The instrumental "Introduzione" starts with a gentle acoustic guitar and syntesizers, then come in bass, electric guitar, flute, drums and harmonica in an aggressive crescendo that leads to the title track "L'uomo" (The man). "The man, the earth, the sky and the sea / To create, to create, to create everywhere / The sun, the light, the cold and the heat / The love, the love, the love everywhere ." vocals on a carpet of acoustic guitars lead to an "explosion", then to harmony vocals chanting "Osanna". Suddenly breaks in the "steamy" rhythm of the "Mirror train" and the singing turns from Italian to English. after some bluesy passages "Mirror train" ends on the notes of the communist anthem "Bandiera Rossa" played by a distorted guitar (that reminds a little bit of Jimi Hendrix). "Mind where you're going / If you want to do it / Never look back." The album goes on with the rocky and complex "Non sei vissuto mai" (You never lived) that fades out with an instrumental reprise of "L'uomo". Well, the first side of this album is almost a "manifesto" of Osanna musical and political "credo"!

"I'm going towards a goal / That is more distant than me / It is always one step beyond / I can see it but I know that it doesn't exist." Side two starts with the energetic "Vado verso una meta" (I'm going towards a goal") and goes on with the engaged "In un vecchio cieco" that end ends with a jazzy sax introducing the delicate and dreamy "L'amore vincerÓ di nuovo" (Love will win again), with singing half in Italian and half in English and remarkable harmony vocals. The last two tracks, "Everybody's Gonna See You Die" and "Lady Power", though good, are not at the same level (personally I don't like too much Osanna when they sing in English) .

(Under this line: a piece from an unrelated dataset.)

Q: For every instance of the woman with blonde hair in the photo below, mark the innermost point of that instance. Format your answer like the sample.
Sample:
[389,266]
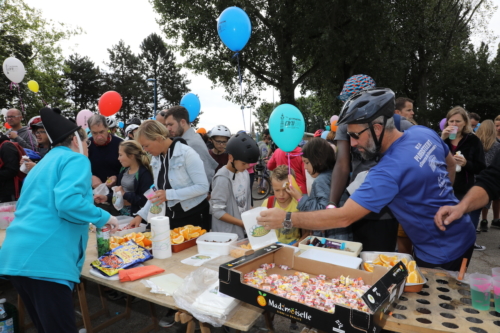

Although "L'uomo" is not a perfect album (sometimes its "conceptual thread" seems to get lost - especially because of the singing swaying from Italian to English and vice-versa - and sometimes the music is not completely defined and too heterogeneous) it is historically important and it contributed to develop the Italian- prog style. So, in my opinion, it is an excellent addition to any prog collection.